Think this will really help with my Polish studies and hopefully the tools I produce will be useful to others too. Here is a short description of the project I am working on.
Some scripts to apply spaCy natural language processing to target language content to help adult foreign language learners get to grips with their target languages’ grammar.
The idea is to take content that a learner is already familiar with and analyse the grammatical features of this content with spaCy.
We will take spaCy’s output and produce a csv file that can be imported into a SRS such as Anki so that the learner can for example then expose themselves to categories of grammar such as:
lots of examples of uses of a particular base form of a verb, noun, adjective etc with different cases, tenses, genders, in singular or plural etc. etc.
OR examples of masculine plural nouns, in whatever case.

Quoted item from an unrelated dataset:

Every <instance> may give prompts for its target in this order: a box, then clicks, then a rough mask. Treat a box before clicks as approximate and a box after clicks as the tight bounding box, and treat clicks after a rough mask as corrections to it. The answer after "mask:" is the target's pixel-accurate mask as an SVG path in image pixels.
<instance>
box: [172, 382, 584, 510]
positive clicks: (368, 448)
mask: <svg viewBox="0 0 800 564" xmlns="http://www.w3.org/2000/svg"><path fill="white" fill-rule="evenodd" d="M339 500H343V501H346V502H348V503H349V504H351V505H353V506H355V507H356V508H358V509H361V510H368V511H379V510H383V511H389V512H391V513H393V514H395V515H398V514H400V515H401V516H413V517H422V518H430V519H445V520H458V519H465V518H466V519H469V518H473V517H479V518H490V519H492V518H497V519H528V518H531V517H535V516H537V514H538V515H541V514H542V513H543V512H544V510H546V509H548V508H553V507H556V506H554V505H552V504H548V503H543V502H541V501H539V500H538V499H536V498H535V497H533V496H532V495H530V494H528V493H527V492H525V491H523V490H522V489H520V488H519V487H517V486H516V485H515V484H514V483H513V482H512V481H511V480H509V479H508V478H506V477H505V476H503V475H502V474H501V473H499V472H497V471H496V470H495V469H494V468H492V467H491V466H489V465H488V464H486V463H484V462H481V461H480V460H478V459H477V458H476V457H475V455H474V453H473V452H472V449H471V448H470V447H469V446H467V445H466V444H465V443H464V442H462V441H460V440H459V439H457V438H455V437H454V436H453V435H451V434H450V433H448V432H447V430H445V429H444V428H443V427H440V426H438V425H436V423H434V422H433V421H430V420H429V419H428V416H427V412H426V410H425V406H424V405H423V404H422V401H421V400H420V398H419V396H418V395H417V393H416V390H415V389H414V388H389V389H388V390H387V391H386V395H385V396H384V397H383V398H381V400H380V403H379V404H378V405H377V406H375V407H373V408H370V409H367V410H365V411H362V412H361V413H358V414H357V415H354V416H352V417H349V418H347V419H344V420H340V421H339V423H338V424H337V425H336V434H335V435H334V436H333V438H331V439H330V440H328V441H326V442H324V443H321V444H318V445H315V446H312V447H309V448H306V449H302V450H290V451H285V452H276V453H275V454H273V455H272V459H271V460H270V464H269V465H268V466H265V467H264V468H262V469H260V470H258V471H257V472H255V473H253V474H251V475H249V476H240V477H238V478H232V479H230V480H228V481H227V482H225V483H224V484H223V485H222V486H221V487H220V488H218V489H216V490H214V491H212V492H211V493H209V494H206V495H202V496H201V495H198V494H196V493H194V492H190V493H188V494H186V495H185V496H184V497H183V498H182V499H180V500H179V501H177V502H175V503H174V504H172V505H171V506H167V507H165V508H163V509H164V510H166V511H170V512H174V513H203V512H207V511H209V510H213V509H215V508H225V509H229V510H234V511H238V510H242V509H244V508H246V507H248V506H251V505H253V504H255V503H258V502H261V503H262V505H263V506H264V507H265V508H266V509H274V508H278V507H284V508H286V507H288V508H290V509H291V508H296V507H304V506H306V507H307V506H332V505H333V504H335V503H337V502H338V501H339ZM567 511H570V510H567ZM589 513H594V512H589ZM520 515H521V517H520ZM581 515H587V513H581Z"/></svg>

examples of verbs in the third person, plural vs singular inflection.
etc. etc.
By mining familiar content and categorising sentences according to their grammatical features we allow the learner to expose themselves to lots of examples of the grammatical feature they are interested in, in a progressive systematic way according to their whim, which we feel will help them to become familiar with the grammar patterns of their target language in as efficient a way as possible.
Great that looks straight forward enough. I’ll just set it up as a private API for my tools.
Integrating the data in a meaningful way will still be a big challenge
“Integrating the data in a meaningful way will still be a big challenge”
I’m excited to see what you come up with Dan! Definitely a big UI challenge and speaking for myself it is not immediately obvious what all the data you can get from spaCy means for me as a language learner.
I think that this tool spacy is indeed a VERY helpful tool to have as a language learner.
I am particularly interested in the morphology of words it reveals. Quote I found in the spaCy documentation:
" We say that a lemma (root form) is inflected (modified/combined) with one or more morphological features to create a surface form."
But this is just one use of spacy.
Let me know if you want to jump onto a video / audio call to discuss possibilities and / or bounce ideas off each other about what this could be used for.
Just started getting into it but this word dependency system seems extremely useful. The other straight forward thing I can see is being able to group words based on these tags.